The whole internet 2.0 thing (or whatever-point-oh we’re on now) can sometimes be so much about self-promotion that it makes me sick. When people start using “authentic” as a social media buzzword, I authentically fight the urge to scream and pull people’s hair out. (This is my yoga today: walking that fine line between moral decency and self-righteous obnoxiousness.)
When Danielle LaPorte launched her book, she worked really hard to promote it, and she had a lot of success, but despite all her effort, she didn’t make the New York Times bestseller list. In her blog post about it, she references Seth Godin’s writing about false metrics and how he thinks the list itself is corrupt.
So I’m reading these blog posts about metrics … another buzz word that gives me authentic rage. But then I’m struck by this one phrase: the real reason you did the project in the first place.
I had a little light bulb moment.
The real reason you did the project in the first place … It’s like a magic incantation, I swear.

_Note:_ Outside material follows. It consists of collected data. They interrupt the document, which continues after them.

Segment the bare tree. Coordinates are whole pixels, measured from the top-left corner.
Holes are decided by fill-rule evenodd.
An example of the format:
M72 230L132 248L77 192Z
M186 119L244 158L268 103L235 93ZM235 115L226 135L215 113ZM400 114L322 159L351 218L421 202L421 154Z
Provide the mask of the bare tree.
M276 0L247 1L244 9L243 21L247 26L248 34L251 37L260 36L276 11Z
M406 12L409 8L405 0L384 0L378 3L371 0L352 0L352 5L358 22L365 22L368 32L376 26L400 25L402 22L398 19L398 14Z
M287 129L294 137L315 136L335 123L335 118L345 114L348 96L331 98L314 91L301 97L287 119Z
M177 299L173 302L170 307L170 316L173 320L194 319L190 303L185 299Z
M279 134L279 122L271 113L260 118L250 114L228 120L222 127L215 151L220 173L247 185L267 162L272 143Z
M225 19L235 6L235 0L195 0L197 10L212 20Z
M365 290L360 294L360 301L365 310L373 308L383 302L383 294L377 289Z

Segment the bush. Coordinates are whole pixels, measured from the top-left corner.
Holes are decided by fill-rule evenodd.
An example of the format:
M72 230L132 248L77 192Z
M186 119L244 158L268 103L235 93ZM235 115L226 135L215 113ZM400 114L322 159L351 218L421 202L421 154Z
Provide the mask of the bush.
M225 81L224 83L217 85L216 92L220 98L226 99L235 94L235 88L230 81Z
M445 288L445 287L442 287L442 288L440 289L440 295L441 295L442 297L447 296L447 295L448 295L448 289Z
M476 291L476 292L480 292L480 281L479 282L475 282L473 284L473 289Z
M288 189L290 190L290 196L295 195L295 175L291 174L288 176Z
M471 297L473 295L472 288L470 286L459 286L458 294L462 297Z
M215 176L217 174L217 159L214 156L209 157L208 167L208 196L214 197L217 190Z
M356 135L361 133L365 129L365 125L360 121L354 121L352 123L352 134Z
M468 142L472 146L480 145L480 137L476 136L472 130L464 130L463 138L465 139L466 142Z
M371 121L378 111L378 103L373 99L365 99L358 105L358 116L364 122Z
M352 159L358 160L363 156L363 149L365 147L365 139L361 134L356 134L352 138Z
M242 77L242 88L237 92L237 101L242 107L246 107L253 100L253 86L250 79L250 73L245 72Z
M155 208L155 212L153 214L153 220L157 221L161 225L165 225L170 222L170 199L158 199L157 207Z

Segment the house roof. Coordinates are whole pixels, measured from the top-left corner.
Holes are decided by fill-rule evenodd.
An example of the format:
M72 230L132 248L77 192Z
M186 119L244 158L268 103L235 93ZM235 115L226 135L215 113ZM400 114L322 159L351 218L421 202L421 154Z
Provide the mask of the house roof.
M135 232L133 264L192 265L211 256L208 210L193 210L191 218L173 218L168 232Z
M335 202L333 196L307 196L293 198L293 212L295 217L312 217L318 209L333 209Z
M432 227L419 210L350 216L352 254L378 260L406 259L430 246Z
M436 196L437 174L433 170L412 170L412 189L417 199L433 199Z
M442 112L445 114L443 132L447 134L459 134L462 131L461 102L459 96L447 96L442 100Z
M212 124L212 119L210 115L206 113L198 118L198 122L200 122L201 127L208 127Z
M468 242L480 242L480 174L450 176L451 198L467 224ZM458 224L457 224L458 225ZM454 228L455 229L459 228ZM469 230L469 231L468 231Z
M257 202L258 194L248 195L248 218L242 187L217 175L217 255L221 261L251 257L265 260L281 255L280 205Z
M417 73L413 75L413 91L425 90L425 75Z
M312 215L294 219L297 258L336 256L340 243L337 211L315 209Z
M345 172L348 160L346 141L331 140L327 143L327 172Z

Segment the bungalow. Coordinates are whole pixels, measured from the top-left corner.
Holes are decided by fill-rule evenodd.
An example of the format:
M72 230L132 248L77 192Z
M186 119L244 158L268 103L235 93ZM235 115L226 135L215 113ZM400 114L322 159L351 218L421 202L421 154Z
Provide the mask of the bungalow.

If you put this verbal idea filter over anything in the world, you can get down to the nitty gritty of what it’s all about.
The real reason I became a yoga teacher … is that yoga is the best way I’ve found to create peace in my own life and come to terms with my own flaws, and I believe it’s a powerful tool for bringing peace to other people.
The real reason I wrote my graduate thesis… is that I wanted to get at the mysteries andthe mythologies of modern life.
The real reason I write this blog … is that I enjoy developing these little ideas of mine and putting them out there for the world and that I hope to occasionally inspire someone to see things a little differently.
The real reason I write poetry … is that it makes me happy.
And it’s not a massive divine revelation or anything. Like I said, it’s a little light bulb moment. But it’s a nice one.
Because when I know what my motivation is, I also know what my motivation isn’t.
I did not become a yoga teacher because I believe in the power of skinny women in expensive yoga pants. In fact, I think yoga pants as a concept are simply fucking ridiculous. And I didn’t become a yoga teacher because I wanted to quit cursing, either. So there.
I didn’t write my graduate thesis for the honor of trying to mangle it into some kind of marketable shape.
I don’t write this blog to become famous because if that was my real purpose, I should have given it up years ago. I could’ve accomplished a lot more in that regard by posting naked photos on the internet, but that’s not what I’m here for.
I don’t write poetry to get rich. Because … hahahahaha. Right?
I do not live my life in hopes of getting retweets, likes, upvotes or karma. It’s important to remember that.